Update : 18 Feb 2017, 02:05 PM
Shaad Ahmad, an assistant professor of biology at Indiana State University, hoped that their findings might eventually help doctors detect and mitigate patients’ susceptibility to CHDs. The American Heart Association has recently awarded him with a grant of $231,000 to conduct the research, reports State Magazine.com After receiving the grant, Ahmad, who completed a PhD at Stanford University’s developmental biology department, said: “I am excited, I am thrilled. I think it is a very interesting project and…the data we intend to acquire from this will help the biomedical and medical communities.” Also, their research has another long-term goal.
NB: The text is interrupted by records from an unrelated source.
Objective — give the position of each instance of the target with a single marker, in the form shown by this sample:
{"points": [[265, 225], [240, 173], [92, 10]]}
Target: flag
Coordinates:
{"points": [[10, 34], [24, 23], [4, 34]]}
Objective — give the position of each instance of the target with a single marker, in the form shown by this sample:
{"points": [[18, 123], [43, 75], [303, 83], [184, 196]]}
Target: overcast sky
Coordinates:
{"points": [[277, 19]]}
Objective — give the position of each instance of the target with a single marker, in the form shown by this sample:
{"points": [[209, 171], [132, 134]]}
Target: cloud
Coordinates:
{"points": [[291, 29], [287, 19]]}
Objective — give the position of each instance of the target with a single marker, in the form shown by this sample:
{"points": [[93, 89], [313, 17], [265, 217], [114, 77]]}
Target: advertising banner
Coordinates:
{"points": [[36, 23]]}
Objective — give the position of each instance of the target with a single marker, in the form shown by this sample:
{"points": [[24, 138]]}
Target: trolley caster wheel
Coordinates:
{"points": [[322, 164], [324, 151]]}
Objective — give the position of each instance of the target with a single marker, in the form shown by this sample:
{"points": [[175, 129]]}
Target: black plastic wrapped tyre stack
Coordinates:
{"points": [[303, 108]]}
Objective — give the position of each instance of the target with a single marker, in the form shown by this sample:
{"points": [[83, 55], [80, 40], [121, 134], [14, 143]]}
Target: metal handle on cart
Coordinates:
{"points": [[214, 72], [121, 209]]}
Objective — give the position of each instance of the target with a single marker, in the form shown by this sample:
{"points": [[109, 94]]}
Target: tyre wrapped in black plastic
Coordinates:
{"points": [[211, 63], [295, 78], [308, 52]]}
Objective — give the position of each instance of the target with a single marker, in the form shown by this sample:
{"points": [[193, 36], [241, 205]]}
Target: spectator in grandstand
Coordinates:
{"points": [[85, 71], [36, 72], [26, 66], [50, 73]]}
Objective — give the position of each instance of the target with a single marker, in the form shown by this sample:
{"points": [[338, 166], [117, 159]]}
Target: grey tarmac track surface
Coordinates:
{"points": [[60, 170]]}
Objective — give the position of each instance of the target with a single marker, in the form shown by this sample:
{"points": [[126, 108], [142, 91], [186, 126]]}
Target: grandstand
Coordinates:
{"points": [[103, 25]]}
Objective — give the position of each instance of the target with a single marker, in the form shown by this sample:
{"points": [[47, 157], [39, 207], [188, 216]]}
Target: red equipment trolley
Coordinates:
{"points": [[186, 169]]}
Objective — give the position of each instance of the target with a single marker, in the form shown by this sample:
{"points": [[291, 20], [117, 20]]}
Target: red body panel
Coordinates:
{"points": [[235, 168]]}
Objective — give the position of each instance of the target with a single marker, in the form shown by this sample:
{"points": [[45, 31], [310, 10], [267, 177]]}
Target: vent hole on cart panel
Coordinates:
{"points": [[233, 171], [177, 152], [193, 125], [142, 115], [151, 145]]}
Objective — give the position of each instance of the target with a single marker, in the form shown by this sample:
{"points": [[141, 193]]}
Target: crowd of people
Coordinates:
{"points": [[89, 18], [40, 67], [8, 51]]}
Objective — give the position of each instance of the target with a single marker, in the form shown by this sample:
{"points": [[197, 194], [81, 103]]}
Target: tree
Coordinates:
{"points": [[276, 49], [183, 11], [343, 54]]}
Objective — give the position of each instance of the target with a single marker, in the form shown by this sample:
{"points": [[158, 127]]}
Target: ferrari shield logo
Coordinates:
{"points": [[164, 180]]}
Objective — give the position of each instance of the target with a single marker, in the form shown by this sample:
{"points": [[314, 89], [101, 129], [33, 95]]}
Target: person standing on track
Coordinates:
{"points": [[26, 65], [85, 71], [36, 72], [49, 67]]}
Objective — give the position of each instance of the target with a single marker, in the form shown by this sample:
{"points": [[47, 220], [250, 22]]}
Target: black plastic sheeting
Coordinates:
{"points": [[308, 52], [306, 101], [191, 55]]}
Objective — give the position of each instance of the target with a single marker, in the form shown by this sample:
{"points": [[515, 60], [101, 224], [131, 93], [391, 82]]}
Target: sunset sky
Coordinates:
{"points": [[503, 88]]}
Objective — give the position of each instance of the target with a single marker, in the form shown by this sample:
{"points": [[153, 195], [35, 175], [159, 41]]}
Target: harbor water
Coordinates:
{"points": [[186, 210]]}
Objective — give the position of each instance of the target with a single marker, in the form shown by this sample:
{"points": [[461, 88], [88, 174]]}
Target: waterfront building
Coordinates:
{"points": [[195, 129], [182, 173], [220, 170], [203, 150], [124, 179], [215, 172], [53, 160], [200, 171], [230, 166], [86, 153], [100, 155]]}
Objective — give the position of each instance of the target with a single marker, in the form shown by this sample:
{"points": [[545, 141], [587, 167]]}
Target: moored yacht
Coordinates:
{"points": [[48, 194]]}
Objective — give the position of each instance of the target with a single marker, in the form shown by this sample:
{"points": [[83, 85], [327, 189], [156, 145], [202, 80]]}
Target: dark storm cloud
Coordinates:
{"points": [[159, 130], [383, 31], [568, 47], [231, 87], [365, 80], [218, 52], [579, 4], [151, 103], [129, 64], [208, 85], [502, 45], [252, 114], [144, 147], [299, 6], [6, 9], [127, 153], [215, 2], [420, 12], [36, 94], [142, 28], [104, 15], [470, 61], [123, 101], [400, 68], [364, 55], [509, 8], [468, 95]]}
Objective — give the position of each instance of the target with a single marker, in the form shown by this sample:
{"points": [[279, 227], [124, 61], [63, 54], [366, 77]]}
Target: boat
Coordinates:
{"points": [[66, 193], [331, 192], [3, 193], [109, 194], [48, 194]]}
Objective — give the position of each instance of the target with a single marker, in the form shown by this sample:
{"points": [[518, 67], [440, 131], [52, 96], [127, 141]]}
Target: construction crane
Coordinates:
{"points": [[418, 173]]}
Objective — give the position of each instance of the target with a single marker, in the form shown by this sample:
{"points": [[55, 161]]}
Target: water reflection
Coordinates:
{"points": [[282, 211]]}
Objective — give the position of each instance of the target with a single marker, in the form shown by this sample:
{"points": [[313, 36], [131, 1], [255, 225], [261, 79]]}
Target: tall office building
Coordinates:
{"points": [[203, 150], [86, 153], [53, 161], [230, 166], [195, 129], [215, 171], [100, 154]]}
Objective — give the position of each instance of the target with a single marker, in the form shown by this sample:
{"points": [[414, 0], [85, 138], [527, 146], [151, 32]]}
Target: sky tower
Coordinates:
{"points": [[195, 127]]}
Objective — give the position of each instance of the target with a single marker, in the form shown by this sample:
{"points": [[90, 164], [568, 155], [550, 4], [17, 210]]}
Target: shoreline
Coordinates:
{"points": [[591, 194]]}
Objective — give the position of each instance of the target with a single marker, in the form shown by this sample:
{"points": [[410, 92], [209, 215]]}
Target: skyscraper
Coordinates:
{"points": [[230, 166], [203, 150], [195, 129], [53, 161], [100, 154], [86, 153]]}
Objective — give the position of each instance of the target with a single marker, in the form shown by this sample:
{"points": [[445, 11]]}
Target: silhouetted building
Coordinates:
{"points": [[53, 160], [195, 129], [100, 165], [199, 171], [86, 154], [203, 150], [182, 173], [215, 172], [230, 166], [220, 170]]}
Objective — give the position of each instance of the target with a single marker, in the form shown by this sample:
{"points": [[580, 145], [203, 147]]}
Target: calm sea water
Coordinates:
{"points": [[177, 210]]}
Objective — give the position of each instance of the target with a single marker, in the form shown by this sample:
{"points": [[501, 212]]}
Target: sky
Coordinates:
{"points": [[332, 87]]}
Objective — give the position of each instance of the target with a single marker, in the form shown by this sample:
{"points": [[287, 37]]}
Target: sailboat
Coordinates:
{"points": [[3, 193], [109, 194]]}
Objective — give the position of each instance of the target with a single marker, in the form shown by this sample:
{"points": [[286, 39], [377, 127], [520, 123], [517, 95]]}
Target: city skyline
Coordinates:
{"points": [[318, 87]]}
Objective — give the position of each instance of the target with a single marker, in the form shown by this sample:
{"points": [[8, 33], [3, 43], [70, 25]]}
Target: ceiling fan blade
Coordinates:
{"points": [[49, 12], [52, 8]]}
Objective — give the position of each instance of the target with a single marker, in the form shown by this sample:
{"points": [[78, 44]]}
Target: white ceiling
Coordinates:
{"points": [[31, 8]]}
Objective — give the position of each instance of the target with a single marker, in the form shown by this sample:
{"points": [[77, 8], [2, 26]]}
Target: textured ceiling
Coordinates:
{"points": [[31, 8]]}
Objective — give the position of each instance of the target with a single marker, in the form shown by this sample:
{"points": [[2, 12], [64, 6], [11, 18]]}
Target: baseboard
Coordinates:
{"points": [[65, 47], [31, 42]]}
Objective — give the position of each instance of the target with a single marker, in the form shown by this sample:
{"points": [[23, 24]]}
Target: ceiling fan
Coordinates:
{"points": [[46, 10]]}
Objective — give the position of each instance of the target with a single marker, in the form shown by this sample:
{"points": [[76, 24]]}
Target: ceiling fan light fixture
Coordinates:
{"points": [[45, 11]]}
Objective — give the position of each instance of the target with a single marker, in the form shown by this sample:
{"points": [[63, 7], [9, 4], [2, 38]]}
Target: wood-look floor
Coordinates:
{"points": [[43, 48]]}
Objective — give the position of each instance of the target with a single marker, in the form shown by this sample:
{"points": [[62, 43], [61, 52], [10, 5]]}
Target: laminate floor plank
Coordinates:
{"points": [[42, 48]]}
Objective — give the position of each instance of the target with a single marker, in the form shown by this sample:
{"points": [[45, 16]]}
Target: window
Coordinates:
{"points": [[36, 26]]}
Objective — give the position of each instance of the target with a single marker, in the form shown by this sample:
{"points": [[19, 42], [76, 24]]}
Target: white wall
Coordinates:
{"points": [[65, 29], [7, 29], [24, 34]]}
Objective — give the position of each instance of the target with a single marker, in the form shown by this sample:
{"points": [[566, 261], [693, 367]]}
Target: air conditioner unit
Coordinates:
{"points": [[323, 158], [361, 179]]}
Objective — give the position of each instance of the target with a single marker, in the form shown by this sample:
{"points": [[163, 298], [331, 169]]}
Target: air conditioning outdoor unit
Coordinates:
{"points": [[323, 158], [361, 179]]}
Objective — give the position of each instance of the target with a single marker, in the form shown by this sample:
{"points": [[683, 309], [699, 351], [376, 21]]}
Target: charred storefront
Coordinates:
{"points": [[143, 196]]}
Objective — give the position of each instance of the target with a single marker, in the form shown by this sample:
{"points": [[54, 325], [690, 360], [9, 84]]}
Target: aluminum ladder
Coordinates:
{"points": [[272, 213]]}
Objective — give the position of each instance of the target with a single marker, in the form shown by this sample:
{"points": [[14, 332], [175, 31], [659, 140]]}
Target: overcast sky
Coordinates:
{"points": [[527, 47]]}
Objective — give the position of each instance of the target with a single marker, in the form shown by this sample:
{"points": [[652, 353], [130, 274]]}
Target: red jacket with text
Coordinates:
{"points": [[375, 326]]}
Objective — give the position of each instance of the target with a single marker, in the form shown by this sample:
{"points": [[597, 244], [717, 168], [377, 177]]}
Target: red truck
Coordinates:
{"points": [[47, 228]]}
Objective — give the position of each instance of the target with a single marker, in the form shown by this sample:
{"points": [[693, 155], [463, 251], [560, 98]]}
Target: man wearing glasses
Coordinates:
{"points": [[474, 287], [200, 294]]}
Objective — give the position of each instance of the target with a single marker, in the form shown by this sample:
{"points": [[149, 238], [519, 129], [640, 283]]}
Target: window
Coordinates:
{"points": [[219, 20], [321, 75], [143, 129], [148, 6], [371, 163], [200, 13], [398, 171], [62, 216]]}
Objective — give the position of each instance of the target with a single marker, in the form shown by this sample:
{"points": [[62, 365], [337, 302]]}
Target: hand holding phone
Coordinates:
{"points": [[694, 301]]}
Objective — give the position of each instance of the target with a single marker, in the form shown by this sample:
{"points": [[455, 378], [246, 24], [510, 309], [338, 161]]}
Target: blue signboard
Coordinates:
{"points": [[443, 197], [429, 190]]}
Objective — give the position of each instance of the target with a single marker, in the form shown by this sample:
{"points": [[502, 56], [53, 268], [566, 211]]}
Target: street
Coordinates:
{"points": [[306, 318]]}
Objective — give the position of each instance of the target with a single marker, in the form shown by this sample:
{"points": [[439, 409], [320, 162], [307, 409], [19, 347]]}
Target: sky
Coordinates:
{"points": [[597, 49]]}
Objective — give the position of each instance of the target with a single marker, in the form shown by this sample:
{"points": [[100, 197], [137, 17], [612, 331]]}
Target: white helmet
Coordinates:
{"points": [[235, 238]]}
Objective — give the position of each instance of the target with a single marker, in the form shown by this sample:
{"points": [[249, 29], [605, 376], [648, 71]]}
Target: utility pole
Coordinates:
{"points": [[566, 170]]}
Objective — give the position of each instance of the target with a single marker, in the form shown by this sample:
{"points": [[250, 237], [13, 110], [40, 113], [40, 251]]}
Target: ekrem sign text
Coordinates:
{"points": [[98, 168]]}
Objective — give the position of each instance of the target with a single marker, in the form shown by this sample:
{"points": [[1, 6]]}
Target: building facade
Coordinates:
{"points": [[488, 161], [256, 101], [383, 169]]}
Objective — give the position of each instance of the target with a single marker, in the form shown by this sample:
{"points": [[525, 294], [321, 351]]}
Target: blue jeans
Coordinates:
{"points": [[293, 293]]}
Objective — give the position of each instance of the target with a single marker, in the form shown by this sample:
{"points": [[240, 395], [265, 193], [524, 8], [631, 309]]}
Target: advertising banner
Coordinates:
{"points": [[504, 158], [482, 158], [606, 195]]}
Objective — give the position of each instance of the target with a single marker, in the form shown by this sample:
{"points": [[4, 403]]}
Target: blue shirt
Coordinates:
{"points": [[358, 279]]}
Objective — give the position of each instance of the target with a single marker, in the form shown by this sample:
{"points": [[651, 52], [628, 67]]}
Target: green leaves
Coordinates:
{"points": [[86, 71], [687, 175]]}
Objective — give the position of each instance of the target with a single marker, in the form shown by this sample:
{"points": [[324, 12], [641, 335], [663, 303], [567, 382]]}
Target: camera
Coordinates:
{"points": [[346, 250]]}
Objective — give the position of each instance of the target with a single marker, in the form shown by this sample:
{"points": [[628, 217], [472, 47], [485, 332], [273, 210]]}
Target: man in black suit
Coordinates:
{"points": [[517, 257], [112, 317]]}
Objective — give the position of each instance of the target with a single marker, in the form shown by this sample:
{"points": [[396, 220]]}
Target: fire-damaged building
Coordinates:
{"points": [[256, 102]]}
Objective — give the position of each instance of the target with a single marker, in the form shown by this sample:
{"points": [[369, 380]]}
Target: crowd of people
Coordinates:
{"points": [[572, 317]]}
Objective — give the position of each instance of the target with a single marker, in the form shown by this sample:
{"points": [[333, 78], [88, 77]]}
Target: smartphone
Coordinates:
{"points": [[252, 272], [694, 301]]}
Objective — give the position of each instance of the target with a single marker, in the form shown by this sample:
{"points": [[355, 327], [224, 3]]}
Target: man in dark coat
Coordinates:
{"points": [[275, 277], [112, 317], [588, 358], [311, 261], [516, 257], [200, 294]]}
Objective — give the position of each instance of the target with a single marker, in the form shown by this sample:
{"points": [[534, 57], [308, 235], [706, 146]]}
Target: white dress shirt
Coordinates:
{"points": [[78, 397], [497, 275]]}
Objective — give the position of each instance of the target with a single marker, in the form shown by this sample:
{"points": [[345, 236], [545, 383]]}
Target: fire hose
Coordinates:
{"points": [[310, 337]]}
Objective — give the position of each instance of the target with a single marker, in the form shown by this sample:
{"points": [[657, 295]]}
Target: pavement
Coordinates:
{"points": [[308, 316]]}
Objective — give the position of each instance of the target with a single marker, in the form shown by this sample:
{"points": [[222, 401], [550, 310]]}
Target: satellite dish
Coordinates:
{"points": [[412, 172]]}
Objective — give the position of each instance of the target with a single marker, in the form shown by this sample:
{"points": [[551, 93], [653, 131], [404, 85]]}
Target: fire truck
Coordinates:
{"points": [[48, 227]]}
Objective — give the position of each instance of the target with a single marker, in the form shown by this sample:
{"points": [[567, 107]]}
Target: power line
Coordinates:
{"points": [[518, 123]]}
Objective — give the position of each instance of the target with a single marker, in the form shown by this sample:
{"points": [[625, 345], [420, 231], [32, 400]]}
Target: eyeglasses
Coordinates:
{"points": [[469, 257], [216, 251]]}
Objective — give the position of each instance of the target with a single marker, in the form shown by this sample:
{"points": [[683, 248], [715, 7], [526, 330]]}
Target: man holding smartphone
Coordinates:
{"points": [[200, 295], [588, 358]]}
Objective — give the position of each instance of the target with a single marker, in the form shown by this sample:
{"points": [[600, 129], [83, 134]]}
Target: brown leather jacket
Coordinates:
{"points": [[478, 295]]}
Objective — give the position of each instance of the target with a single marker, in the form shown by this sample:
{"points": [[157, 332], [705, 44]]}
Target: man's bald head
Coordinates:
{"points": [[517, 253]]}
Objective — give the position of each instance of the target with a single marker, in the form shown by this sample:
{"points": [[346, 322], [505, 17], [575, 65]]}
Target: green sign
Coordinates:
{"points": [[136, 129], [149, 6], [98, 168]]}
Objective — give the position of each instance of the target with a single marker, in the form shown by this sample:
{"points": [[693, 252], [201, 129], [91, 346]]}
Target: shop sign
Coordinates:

Ahmad said: “What we really want to do — and this is probably 30 years in the future — is to be able to take some of your cells and if you have a bad ticker, grow you a completely new heart. “But in order to do that, we have to understand the entire genetic regulatory network that gives rise to the heart.” He uses a surprising model for studying heart development — the fruit flies, whose hearts have “many of the same genes and regulatory pathways” as the human hearts, making it the perfect test subject for his current studies. The researcher said: “…we move on from flies to mice….and then we will shift to primates and eventually to humans. Note, however, that I said that this is roughly… 30 years in the future.” He added that their research at this point in time was giving them diagnostic cues for CHDs or late-onset heart diseases. An alumnus of Maple Leaf International School in Dhaka, Ahmad had also been employed as a research fellow at the genetics division of Brigham and Women's Hospital in Boston and at the Harvard Medical School.